As a parent or teacher you have two choices:
• One, you can put your head in the sand and lock your child away until s/he is 21.
• Or make 2013 the year that you are going to become as technology savvy as your children or the learners you teach.
You can't stop a Tsunami!
In the good old days although we as youths might have rebelled it was generally accepted that Parents and Teachers knew more than we did about most things. It was easy to bring up children on a "need to know" basis.
Today, with absolutely everything being available just a few clicks away our youth who are not afraid of technology are accessing all sorts of information which may be useful, true, harmful, or just plain nonsense.
Banning access to the internet and/or social media does not work. Forbidden fruit is always sweeter.

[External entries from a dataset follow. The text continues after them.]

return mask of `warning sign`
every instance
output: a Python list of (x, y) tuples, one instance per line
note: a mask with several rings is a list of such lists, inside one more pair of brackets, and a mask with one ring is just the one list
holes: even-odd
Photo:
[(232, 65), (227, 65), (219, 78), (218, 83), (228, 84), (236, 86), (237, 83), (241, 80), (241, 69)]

As adults we have the responsibility to guide our children on how to evaluate the information they are accessing and appropriate social media etiquette. If we provide our children with cellphones, tablets and laptops we have the right to monitor what they are using this technology for. In the same way your employer has the right to monitor your use of company equipment. In both cases there is however a fine line between invasion of privacy and exercising your authority.
Children and teens will always experiment and push the boundaries, which is their right and responsibility to ensure that they grow up as well rounded and well informed adults who can make good choices. In families where each individual has learned to care for and respect others they will apply the same values when using Social Media. Yes, they will make mistakes and at times be inappropriate but they will have the skills to apologise and rectify them with grace.
It is no longer an option to be "technologically challenged". Schools are increasingly using technology in the classrooms, text books are moving to electronic format (at least they won't be dumped in warehouses or on river banks), print media is disappearing at an alarming rate and managing our banking by cellphone or the internet is the way most of us pay our bills.
I was blown away by this amazing story of how Illiterate Ethiopian Children who came across 2 sealed boxes of Tablets managed to work out how to use them, how to change the settings and even to teach themselves English.
If you are overwhelmed by all the Social Media hype and don't know where to start here is a brief overview of the most popular ones.
This is where people share personal information and stories including pictures of families, friends, events, funnies, quotes, videos etc. You need to be 14 to have a Facebook account so if you have a child under that age who says they are on FB they are lying about their age!
If you have a business to consumer business a Facebook page is great for keeping in touch.
LinkedIn is where you will share your professional profile. If you are looking for a jobs or to hire someone, promote your business or to join a discussion group on topics that interest you this is where you need to be.
Twitter / Twitter Chats
For me, Twitter is the window to the world. It's so educational, fascinating, interesting but can be (pretty, very, extremely...) distracting.
In 140 characters your "tweet" enables you to invite people to visit your website, buy your products, share a quote, world news, sport, articles, links to your social media and much more. (This last sentence is 156 characters so it gives you a good idea how concise you need to be.)
was initially started for personal use where you have virtual pin boards where you pin anything that you find interesting on the web. For example if you are planning your wedding you can create boards of everything to do with weddings, teachers share learning tools, you can pin all your favourite foods and recipes etc. They have now introduced Pinterest for business too where you can share your products and other information.
Google+ / Google Hangouts
Most of us know about using Google to find information on the web. However that is just a teensy bit about what you can do with Google. If you don't have a Gmail account get one now. It is free and having a Google account has so many benefits. Google Calendars which send you free SMS reminders, consolidate all your different e-mail accounts to come into Gmail and go out through GMails and easily sort them via the labels.
Google + lets you create circles of friends, family, business associates etc and you can "hangout" with your circles using the Google Hangouts. It is not as yet very popular in South Africa but is widely used in other parts of the world.
You can use your mobile phone to tell your friends where you and what you are up to. For example if you are at a coffee shop you can let them know so they can join you if you are near them.
Instagram is a free photo sharing social media platform which lets you take pictures and instantly share them to Instagram users and other social networks. Great if you are travelling and want to share a phone pic of something you have seen or perhaps you are at a conference and you want to share with your colleagues.
Mxit (any Mobile phone), Whatsapp (Smartphones) and BBM (for Blackberry phones) are instant messaging programmes which are free and therefore very popular with children and teens. Parents are also using these products to stay in contact with their children.
There are several other Social Media networks that you can explore but the above are the most popular. Master a couple of them and you will be able to communicate with your children in their language and keep an informed eye on what they are up to.
If you would like to read more about South Africa and the use of social media and mobiles particularly with regard to our younger generation read this report - South African mobile generation - A Study on South African young people on mobiles.
So let's make 2013 the year when we are all going to become techno-savvy.